||Some smart cards or active radio frequency identification (RF-ID) tags are manufactured through high temperature (130ºC to 150ºC), high pressure (~200 N/cm²) lamination processes. Batteries used in these products have to survive these conditions. Most conventional batteries will fail in these applications because of degassing and degradation of organic content inside of the battery. Excellatron's thin film batteries have been successfully laminated inside of smart cards and retained their capacity and cyclability. Smart cards promise to become combination ATM/debit/credit cards, portable healthcare files, airline tickets and frequent flier cards. They can also be used to authorize stock trades, open doors to the office, check out books at the library, store digital cash to pay for subway rides, parking meters and candy at vending machines, and even as car and hotel key devices. Unlike the current cards used by one organization for only a few simple functions, use of multi-function smart cards by more than one organization significantly increases the complexity. This complexity puts additional demands on the microchip in the card and commensurately increases the power required to securely and reliably perform these tasks.
While there is a huge market for smart cards that are more powerful versions of the existing magnetic strip cards carried by everyone, there is also emerging a new class of specialty smart cards used in security applications. These high-end cards are used to secure expensive goods, control access to secure physical and virtual space, or validate authority to access intellectual property such as music, television programs and feature motion pictures.

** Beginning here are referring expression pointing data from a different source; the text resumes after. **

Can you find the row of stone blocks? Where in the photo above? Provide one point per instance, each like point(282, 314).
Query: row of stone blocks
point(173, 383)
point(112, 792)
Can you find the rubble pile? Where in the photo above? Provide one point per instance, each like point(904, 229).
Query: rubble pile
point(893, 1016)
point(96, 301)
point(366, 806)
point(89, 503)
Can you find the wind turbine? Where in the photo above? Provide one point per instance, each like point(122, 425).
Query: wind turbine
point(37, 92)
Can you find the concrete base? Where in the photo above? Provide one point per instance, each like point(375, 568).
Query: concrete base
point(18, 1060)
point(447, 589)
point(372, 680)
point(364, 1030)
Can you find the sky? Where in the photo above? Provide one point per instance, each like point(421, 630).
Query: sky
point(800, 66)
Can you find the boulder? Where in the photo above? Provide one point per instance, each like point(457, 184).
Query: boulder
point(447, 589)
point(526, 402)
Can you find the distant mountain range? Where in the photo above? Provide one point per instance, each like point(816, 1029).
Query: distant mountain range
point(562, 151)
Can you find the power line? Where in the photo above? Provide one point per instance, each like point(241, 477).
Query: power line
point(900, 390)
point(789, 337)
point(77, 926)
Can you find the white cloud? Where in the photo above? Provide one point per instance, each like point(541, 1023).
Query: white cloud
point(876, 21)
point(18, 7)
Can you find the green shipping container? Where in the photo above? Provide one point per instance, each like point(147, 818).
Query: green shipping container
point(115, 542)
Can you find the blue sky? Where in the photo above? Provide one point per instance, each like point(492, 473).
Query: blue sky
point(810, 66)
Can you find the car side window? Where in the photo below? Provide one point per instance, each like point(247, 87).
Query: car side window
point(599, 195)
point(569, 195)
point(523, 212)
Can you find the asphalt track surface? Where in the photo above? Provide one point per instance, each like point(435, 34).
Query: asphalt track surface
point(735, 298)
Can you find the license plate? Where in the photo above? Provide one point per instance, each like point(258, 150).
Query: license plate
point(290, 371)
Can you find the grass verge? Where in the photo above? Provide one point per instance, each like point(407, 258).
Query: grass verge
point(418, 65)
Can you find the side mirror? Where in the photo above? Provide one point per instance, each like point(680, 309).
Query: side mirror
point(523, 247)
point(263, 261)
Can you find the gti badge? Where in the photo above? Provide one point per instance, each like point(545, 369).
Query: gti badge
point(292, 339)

Cards that include on-chip biometric fingerprint sensors are under investigation for increased security and reliability.
Conventional batteries, including liquid and polymer lithium ion batteries, cannot be used in this application because they cannot be processed at high temperature (> 130ºC), high pressure (> 200 N/cm²) conditions that are required for smart card production, especially when in a charged state. There are also safety concerns related to the use of traditional batteries because of potential gas or even liquid release in these batteries. Excellatron batteries have survived all card lamination conditions safely, and have been successfully laminated into smart cards with no loss in capacity and cycle life.